Mr. Wine entered MacDougall on June 12, 2015 and he remained at that institution until
October 7, 2015. Id. ¶ 3.
On October 7, 2015, Mr. Wine was transferred to Hartford Correctional Center. Id. ¶ 3.
2
To determine the undisputed facts in this case, the Court relies upon the Defendants’ Rule 56(d) Statement (to the
extent that it complies with the Federal Rules of Civil Procedure and the Local Rules of this District) and evidence
cited therein. Mr. Wine’s Local Rule 56(a)(2) Statement fails to deny the statements made by Defendants. “Where a
party asserts a fact and the opposing party either fails to deny the assertion or, in issuing a denial, the party does not
cite to evidence disputing its accuracy, the Court deems such fact admitted.” Malick v. J.P. Morgan Chase Bank,
N.A., No. 3:13-CV-00669 (VLB), 2015 WL 5797008, at *1 n.1 (D. Conn. Sept. 30, 2015); see also D. Conn. L. Civ.
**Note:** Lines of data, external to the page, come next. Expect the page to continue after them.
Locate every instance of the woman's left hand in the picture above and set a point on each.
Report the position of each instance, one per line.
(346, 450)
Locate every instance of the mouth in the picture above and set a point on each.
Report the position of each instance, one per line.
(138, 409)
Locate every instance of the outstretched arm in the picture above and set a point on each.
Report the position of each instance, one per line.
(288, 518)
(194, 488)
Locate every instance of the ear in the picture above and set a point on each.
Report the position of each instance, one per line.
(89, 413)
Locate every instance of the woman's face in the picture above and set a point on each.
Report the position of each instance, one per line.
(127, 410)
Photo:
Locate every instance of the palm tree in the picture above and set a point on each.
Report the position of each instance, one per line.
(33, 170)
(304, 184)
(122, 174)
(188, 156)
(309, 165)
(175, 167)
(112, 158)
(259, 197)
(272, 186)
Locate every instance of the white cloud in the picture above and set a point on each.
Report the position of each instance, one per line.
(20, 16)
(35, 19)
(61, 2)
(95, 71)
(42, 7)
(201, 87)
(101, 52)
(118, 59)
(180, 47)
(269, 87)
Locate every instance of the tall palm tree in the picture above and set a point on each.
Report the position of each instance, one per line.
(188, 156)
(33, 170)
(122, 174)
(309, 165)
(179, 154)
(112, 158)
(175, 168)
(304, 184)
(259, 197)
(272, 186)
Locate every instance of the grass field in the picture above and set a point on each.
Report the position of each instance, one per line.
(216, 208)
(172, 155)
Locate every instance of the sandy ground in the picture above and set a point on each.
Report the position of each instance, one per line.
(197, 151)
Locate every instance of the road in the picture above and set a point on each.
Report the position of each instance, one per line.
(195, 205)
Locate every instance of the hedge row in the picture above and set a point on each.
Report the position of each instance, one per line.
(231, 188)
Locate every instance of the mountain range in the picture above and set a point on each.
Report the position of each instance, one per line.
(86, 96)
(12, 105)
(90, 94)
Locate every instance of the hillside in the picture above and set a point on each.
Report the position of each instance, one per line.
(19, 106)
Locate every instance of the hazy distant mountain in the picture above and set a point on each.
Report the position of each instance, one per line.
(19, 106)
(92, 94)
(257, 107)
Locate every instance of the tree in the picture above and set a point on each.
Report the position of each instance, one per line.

R. 56(a)(1) (“Each material fact set forth in the Local Rule 56(a)(1) Statement and supported by the evidence will be
deemed admitted (solely for purposes of the motion) unless such fact is controverted by the Local Rule 56(a)(2)
Statement required to be filed and served by the opposing party in accordance with this Local Rule[.]”). The Court
deems admitted each material fact set forth in Defendants’ Rule 56(d) Statement, to the extent it is supported by the
evidence.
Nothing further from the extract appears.